O que nos conduz àquele acordo do G7. Como a alíquota mínima de 15% funcionaria? Eis a maneira pela qual Gabriel Zucman —que provavelmente fez mais do que qualquer outro economista para destacar a importância da evasão fiscal das multinacionais— resume a situação: “Imagine uma multinacional alemã que contabilize receita na Irlanda, tributada a uma alíquota efetiva de 5%. A Alemanha agora arrecadará 10% a mais de imposto, para chegar aos 15% —e o mesmo se aplica a lucros declarados por multinacionais alemãs em Bermuda, Singapura, etc”.

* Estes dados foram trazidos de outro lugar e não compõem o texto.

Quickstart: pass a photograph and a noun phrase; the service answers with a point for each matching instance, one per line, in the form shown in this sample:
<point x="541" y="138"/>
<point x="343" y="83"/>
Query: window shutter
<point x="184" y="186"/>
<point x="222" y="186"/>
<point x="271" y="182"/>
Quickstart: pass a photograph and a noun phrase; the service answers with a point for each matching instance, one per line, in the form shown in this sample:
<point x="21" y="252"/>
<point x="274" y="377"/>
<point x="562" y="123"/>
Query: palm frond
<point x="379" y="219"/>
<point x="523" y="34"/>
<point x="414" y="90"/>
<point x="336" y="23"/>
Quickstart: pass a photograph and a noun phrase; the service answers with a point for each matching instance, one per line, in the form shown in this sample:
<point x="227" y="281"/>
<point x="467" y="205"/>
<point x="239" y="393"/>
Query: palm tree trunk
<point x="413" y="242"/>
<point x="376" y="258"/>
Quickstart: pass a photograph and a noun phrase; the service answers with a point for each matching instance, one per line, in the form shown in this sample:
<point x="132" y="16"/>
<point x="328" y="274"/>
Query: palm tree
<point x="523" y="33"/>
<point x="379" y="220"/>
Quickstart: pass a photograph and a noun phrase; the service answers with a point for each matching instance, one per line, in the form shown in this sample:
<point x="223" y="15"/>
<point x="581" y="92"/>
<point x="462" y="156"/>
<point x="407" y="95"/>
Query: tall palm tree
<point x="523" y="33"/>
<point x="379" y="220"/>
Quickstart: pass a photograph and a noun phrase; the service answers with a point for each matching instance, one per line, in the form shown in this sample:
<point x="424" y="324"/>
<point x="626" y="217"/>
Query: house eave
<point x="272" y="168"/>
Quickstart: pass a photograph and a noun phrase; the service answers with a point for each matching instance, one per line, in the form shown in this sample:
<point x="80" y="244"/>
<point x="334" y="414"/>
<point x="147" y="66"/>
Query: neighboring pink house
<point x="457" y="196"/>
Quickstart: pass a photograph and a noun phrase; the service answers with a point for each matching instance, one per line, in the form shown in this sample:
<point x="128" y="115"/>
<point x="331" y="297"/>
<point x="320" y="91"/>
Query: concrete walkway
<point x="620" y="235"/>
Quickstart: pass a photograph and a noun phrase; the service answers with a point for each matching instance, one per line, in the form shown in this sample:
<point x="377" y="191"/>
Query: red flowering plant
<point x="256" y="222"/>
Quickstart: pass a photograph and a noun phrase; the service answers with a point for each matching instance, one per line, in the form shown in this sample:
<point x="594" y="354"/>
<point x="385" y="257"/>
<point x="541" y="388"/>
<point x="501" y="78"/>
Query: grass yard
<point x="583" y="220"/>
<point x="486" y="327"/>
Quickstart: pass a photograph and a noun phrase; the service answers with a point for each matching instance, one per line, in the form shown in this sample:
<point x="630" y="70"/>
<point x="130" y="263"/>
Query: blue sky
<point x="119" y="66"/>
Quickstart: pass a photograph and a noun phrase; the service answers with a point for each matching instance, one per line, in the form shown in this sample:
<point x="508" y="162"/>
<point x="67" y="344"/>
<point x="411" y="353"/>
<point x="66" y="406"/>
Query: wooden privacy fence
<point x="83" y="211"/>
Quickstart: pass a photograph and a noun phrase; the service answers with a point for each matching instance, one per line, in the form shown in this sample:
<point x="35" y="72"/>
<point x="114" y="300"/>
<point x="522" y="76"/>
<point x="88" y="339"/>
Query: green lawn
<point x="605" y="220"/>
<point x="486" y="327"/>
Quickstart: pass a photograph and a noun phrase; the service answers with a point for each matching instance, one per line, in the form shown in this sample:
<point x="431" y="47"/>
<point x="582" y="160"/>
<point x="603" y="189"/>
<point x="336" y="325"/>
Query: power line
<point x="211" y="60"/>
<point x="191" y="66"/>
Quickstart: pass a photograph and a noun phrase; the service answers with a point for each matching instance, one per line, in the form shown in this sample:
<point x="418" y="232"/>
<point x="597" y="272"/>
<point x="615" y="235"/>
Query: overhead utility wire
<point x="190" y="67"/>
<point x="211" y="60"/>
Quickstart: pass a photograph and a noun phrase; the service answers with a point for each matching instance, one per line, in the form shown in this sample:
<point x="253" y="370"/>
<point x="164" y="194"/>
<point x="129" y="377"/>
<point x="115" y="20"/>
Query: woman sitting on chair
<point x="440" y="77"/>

Isso evidentemente reduziria de imediato o montante de impostos do qual as multinacionais poderiam escapar ao transferir a paraísos fiscais os lucros declarados. E também reduziria muito o incentivo para que países sirvam como paraísos fiscais, para começar. E se você acredita que as empresas poderiam evitar o problema ao transferir suas sedes, para, digamos, Bermuda, as grandes economias têm a capacidade de dificultar essas transferências.

Para colocar a situação em um contexto mais amplo, o que estamos vendo aqui é o início de uma tentativa de consertar um sistema que prejudica os trabalhadores e beneficia o capital. Os trabalhadores têm poucas maneiras de escapar a impostos de renda, tributos sobre seus salários e impostos de venda, exceto se mudarem para outro país. As corporações multinacionais, que são em última análise controlada por uma pequena elite endinheirada, podem buscar jurisdições de baixa tributação sem fazer qualquer coisa de real exceto contratar contadores talentosos. O plano do G7 conteria essa prática.

Até agora, é certo, só temos um acordo entre ministros das finanças, e alguns detalhes importantes ainda não foram resolvidos. As grandes empresas podem contratar lobistas, e não só contadores.

Mas o acordo continua a ser uma vitória —um passo importante rumo a um mundo mais justo.